Niagara Region also reported 341 further cases and Hamilton 255. In an email, the Ministry of Health said that a “data catch-up process” resulted in artificially inflated numbers in some public health units in the Central West Region, which includes both Niagara and Hamilton. It is not clear how many older cases were included in the data, however.

The seven-day average of daily cases fell to 3,783. It has been trending downward for 11 days since its high of 4,370 on April 17.

Labs completed 50,194 tests for SARS-CoV-2, the virus that causes COVID-19, and logged a provincewide positivity rate of 7.2 per cent.

An updated analysis by Ontario’s COVID-19 science advisory table shows that the provincewide R value, a measure of how many people on average a single case will go on to infect with the coronavirus, recently fell below one.
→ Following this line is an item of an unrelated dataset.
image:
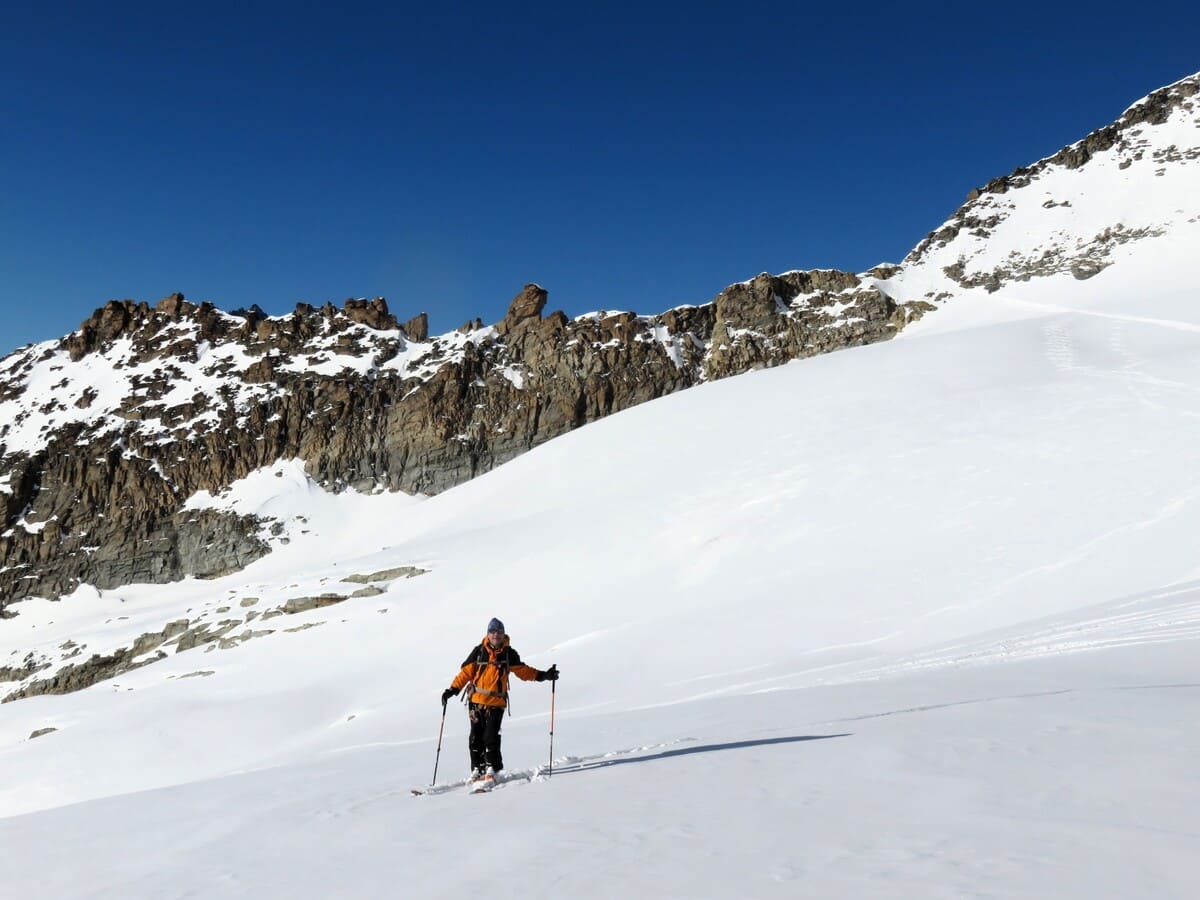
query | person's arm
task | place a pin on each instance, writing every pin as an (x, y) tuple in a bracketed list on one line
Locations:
[(465, 676), (528, 673)]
An R value less than one suggests case growth is slowing rather than accelerating.

The table called it an “early, early sign” that Ontario appears to be “heading in the right direction” when it comes to transmission of the virus.

During the morning news conference, Anderson cautioned that while growth in new cases may be slowing it will take at least several weeks before the impact of that trend could be felt in hospitals.

Variants of concern — which now account for an estimated 95 per cent of all new infections in the province, according to the science table — are making people sicker than the earlier variants that dominated the first and second waves of the pandemic.

Meanwhile, public health units collectively administered 116,173 doses of COVID-19 vaccines yesterday. As of last night, 365,166 people in Ontario had gotten both shots.

The province has used 4,907,203, or about 87 per cent, of the 5,637,955 doses it has received to date. Just more than 389,600 of those total doses arrived in Ontario overnight.

Justin Bates, CEO of the Ontario Pharmacists Association, told CBC News today that eight pharmacies each in Toronto and Peel Region are expected begin offering shots of the Pfizer vaccine as early as next week. All 16 pharmacies are located in provincially-designated hot spot postal codes.

Thus far, pharmacies have only offered the AstraZeneca vaccine. Bates said he anticipates pharmacies will run out of AstraZeneca doses by the weekend.